Brat and Kraut Strudel
Submitted by: The Kitchen at Johnsonville Sausage
The classic combo returns for a new Johnsonville twist! This savory strudel has all makings of an epic taste experience: Johnsonville brats, sauerkraut and onions provide the base for this delicious meat pastry. Sour cream and a blend of herbs and spices provide even more goodness to this meal. Top it off with cheese, poppy seeds and sesame seeds, and you’ve got a great meal for any occasion.
- Servings: 10
- Cook: 30 minutes
Brat and Kraut Strudel
What you need
- 1 package (19 ounces) JOHNSONVILLE® Beer 'n Bratwurst
- 2 tablespoons unsalted butter
- 1 medium yellow onion, sliced
- 1 can (14 ounce) sauerkraut, drained
- 1/2 cup sour cream
- 1/2 teaspoon dill weed
- 1/2 teaspoon garlic, minced
- 1/2 teaspoon caraway seeds
- black pepper, freshly ground
- 2 sheets frozen puff pastry, thawed
- 2 cups Muenster cheese, shredded
- 2 tablespoons poppy seeds
- 2 tablespoons sesame seeds
- 1 Preheat oven to 450°F.
- 2 Prepare the links according to package instructions. Cool slightly, and then cut into half-moon slices.
- 3 In a large sauté pan, melt butter over medium heat. Add the onion and sauté until caramelized, 8 to 10 minutes. Add the sausage and sauerkraut heat through.
- 4 In a small bowl, combine the sour cream, garlic, dill and caraway. Season to taste with salt and pepper.
- 5 Spray two baking sheets with non-stick spray. Unfold one sheet of puff pastry on each baking sheet.
- 6 Spread the sour-cream mixture over each pastry sheet to within 1/2 inch of the edge.

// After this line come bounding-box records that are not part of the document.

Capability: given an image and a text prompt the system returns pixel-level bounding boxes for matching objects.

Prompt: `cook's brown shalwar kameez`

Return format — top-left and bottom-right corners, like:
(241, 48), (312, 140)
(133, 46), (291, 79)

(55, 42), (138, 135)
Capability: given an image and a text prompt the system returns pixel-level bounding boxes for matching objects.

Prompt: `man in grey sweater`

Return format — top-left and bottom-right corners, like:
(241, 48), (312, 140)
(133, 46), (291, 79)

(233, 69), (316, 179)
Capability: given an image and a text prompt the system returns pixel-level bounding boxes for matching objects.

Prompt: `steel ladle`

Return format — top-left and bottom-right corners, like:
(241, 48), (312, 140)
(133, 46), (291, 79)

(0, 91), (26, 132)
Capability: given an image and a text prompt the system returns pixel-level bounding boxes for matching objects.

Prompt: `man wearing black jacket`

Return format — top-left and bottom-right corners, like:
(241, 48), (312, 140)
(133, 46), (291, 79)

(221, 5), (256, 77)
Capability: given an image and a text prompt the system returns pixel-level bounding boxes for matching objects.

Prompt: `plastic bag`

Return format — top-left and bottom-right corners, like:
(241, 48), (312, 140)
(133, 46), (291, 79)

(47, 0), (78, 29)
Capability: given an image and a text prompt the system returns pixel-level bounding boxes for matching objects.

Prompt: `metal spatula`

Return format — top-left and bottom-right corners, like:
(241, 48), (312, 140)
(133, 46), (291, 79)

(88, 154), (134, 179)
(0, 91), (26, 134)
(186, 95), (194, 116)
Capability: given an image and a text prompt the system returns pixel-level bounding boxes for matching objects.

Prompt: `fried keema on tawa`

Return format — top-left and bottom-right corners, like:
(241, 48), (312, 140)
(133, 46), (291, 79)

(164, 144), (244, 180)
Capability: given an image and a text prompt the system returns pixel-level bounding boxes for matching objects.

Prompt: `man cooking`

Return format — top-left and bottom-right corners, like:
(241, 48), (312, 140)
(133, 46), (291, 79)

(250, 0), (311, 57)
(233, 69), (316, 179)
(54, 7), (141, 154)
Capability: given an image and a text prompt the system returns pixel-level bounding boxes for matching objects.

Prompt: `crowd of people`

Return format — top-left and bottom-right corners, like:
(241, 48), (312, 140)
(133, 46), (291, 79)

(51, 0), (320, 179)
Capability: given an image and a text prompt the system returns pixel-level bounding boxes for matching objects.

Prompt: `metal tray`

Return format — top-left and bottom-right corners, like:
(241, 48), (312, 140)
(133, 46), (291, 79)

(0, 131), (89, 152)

Spoon the sausage mixture down the center of each pastry sheet.
- 7 Top with cheese. Lightly brush the edges with water. Fold the long pastry side of each sheet over the filling and pinch the ends together to seal.
- 8 With a sharp knife, pierce the strudels to create steam vents. Brush the tops of the strudels with water. Sprinkle with the poppy and sesame seeds.
- 9 Bake for 30 to 35 minutes, until golden brown. Let stand 10 minutes before slicing.